The first day we went there, Daniela was refused entry by the babyfaced soldiers at the entrance. She was wearing a longsleeve and trousers - not a manteau or chador covering her female forms adequately. I was allowed in and got the necessary forms and information on how the procedure works.

The next day we borrowed a manteau from our warmshowers-host and went there again.

We where happy we where tourists and not one of the poor afghans and turkmens, who queued up in droves seeking asylum. Still we felt a bit uncomfortable when after an hour of waiting, the police-officers asked us to follow them to the 4th floor to a department called SPECIAL SECURITY.

We where asked to sit down in an small office with a man in civilian clothes, chainsmoking cigarettes(What a cliché!).

We where asked some curious questions, where we came from and go to and why in the world we had to extend our visa for another month, wouldn't 15 days be sufficient?

But we insisted, explained we where on a bicycle and Iran was a big country and we really needed another 30 days. He didn't respond to our claim, instead he produced a list with security information we had to read thoroughly - all of it bullshit - how we should always stay in hotels, never talk with strangers, never accept invitations from strangers - and some other naive advice. With a pokerface we dutifully affirmed we would follow all this good advice and signed the paper as we where asked to.

That was the end of the weird interrogation, back on the ground floor the SA-bulldog collected our passports and despite our protest we where asked to come back the next day at 9 o'clock sharp. Duh!
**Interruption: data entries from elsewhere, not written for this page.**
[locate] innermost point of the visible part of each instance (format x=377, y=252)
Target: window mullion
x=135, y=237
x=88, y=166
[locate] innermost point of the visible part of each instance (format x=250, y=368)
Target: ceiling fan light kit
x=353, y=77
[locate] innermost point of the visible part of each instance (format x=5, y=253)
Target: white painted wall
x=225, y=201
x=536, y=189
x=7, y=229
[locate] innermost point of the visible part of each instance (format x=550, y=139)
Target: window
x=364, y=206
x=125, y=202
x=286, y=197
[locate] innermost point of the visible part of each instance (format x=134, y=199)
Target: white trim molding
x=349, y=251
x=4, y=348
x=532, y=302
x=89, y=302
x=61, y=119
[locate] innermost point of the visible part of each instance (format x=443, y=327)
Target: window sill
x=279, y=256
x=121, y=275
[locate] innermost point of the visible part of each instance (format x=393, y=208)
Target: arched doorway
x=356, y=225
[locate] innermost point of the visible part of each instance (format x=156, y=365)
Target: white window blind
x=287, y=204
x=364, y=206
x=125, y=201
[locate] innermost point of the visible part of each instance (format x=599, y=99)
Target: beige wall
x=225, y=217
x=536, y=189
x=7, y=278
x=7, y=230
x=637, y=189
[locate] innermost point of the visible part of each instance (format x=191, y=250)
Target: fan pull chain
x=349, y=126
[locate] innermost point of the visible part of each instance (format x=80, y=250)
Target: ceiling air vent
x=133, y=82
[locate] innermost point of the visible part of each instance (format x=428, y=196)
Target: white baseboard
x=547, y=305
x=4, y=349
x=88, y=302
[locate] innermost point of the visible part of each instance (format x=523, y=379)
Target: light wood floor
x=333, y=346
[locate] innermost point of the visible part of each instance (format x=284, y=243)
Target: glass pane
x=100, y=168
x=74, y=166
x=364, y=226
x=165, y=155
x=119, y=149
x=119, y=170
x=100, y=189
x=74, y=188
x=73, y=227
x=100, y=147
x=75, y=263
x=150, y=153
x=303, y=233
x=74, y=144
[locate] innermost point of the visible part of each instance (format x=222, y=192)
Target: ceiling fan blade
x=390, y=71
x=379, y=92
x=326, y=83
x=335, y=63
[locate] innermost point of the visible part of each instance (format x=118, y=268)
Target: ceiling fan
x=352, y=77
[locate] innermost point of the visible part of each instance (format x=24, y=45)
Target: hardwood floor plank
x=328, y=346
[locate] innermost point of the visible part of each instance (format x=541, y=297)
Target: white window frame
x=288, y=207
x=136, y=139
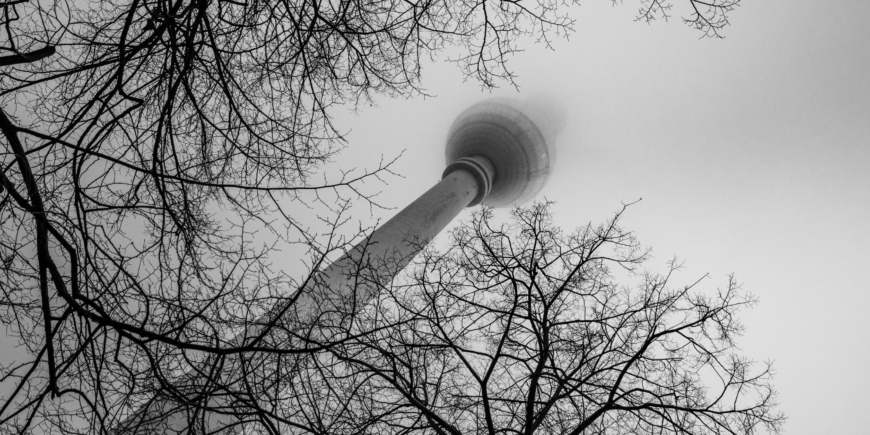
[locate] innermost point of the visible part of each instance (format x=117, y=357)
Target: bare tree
x=524, y=328
x=149, y=147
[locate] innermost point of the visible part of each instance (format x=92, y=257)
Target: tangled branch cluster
x=148, y=149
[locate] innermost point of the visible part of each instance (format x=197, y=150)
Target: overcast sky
x=751, y=154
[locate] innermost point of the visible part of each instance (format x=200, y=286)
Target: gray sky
x=751, y=154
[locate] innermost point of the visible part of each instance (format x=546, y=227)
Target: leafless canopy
x=523, y=328
x=150, y=147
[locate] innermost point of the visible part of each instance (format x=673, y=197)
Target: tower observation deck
x=499, y=152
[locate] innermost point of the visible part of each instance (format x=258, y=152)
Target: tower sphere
x=516, y=140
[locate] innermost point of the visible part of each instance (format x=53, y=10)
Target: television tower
x=499, y=152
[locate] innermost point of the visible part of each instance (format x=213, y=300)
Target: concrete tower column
x=499, y=152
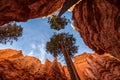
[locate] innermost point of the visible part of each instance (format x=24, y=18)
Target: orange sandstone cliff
x=98, y=22
x=22, y=10
x=88, y=66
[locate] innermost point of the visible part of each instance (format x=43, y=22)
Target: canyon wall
x=88, y=66
x=28, y=68
x=98, y=22
x=22, y=10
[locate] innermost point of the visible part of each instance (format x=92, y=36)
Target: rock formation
x=22, y=10
x=98, y=22
x=89, y=67
x=97, y=67
x=21, y=67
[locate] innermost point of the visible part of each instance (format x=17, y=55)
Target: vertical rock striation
x=22, y=10
x=98, y=22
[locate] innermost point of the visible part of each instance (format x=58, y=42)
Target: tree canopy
x=10, y=32
x=54, y=45
x=57, y=22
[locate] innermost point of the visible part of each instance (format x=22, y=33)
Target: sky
x=36, y=32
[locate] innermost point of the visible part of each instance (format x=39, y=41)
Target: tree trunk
x=70, y=65
x=67, y=4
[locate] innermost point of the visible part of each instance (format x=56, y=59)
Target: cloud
x=30, y=53
x=42, y=52
x=33, y=46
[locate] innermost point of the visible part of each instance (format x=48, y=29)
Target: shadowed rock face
x=22, y=10
x=98, y=22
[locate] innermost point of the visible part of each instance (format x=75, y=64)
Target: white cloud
x=33, y=46
x=42, y=52
x=30, y=53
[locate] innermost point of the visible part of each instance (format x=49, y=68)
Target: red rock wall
x=22, y=10
x=98, y=22
x=89, y=67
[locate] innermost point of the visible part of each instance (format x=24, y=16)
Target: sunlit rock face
x=88, y=66
x=97, y=67
x=28, y=68
x=22, y=10
x=98, y=22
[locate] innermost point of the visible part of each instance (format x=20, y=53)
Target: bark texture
x=98, y=22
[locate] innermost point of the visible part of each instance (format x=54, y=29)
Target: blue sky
x=36, y=32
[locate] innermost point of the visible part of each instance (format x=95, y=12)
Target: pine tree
x=64, y=43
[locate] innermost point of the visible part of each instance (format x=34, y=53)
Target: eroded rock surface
x=98, y=22
x=97, y=67
x=22, y=10
x=28, y=68
x=88, y=66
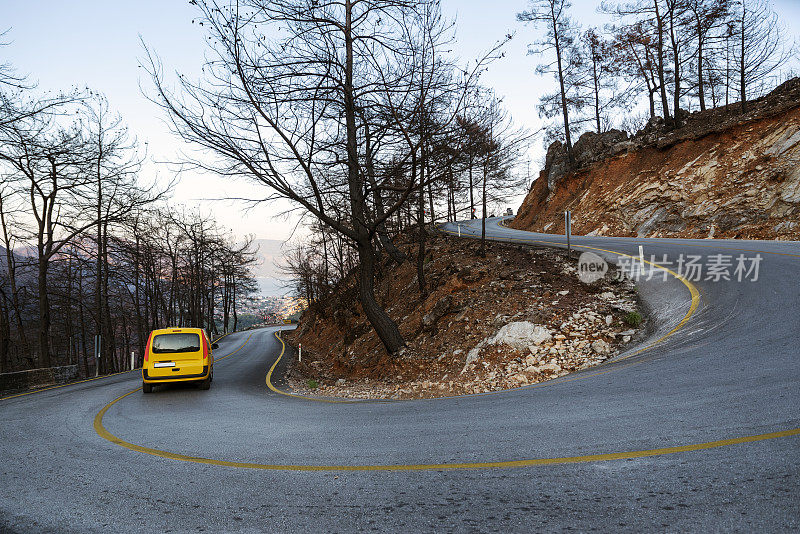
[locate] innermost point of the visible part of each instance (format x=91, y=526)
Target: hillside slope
x=722, y=174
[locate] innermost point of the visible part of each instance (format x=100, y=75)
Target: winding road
x=695, y=429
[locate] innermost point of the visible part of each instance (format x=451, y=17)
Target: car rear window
x=171, y=343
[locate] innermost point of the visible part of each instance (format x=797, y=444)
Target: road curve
x=704, y=426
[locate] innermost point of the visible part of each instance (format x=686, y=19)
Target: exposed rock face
x=722, y=174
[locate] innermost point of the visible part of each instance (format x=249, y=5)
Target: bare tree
x=281, y=105
x=760, y=40
x=559, y=38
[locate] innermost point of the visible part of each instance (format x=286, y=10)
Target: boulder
x=522, y=335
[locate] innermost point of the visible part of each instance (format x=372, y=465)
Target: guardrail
x=37, y=377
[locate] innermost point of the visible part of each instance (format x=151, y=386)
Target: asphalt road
x=239, y=457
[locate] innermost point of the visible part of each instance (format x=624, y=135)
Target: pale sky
x=95, y=43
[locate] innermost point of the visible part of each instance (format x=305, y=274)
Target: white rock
x=521, y=335
x=554, y=367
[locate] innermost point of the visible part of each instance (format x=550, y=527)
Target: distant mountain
x=267, y=271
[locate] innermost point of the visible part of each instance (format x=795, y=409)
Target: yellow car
x=178, y=355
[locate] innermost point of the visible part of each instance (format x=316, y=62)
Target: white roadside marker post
x=641, y=259
x=568, y=229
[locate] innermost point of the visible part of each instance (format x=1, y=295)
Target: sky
x=98, y=43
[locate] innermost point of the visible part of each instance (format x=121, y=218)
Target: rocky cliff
x=722, y=173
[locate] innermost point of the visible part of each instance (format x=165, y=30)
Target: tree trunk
x=44, y=314
x=418, y=170
x=471, y=190
x=565, y=113
x=676, y=97
x=742, y=91
x=701, y=95
x=660, y=57
x=384, y=326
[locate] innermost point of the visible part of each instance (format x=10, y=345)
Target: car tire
x=206, y=384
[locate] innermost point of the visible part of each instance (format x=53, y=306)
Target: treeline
x=666, y=56
x=90, y=255
x=358, y=114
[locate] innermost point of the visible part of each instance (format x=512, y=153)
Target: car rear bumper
x=175, y=377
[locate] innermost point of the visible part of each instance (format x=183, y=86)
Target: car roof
x=177, y=330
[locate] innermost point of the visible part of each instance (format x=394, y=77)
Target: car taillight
x=147, y=347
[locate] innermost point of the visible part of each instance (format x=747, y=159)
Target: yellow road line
x=105, y=434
Memorial mural of soldiers that died in the Iran-Iraq war

The Azadi Tower, built in celebration of the 2500th anniversary of the persian empire

As ordered, we where there at exactly 9:00 - and of course waited for 2 hours. After pestering the SA-bulldog, finally Amon Göth called us in his office, our passports lying in front of him on his desk. He apologized for the delay and with a ridiculously momentous posture he put the extension stamp in our passport. When we got out of the thick air in the office, we immediately checked our passports - and really, they had granted us the full additional 30 days we had asked for!

After this long delay and waste of time, we where finally able to apply for our Turkmenistan transit-visa - another exercise in patience and lecture in the bureaucracy of dictatorships. But this went through comparatively smooth, with just 2 visits and a handwritten "letter of intent" on a frayed, dirty piece of paper(Which was just fine for them).

All of this nasty bureaucracy has little to do with the civilians in Tehran - like everywhere in Iran, they where very attentive, helpful and hospitable, going over and above what you would expect as assistance for a foreigner.

On the day we arrived in Tehran, a men we had asked for directions, went as far as driving with his car in front of us for 30 minutes, so we would find the flat of our warmshowers-hosts in the labyrinth of Tehran in the night. When he got us where we wanted to go, he gave us a melon as a present.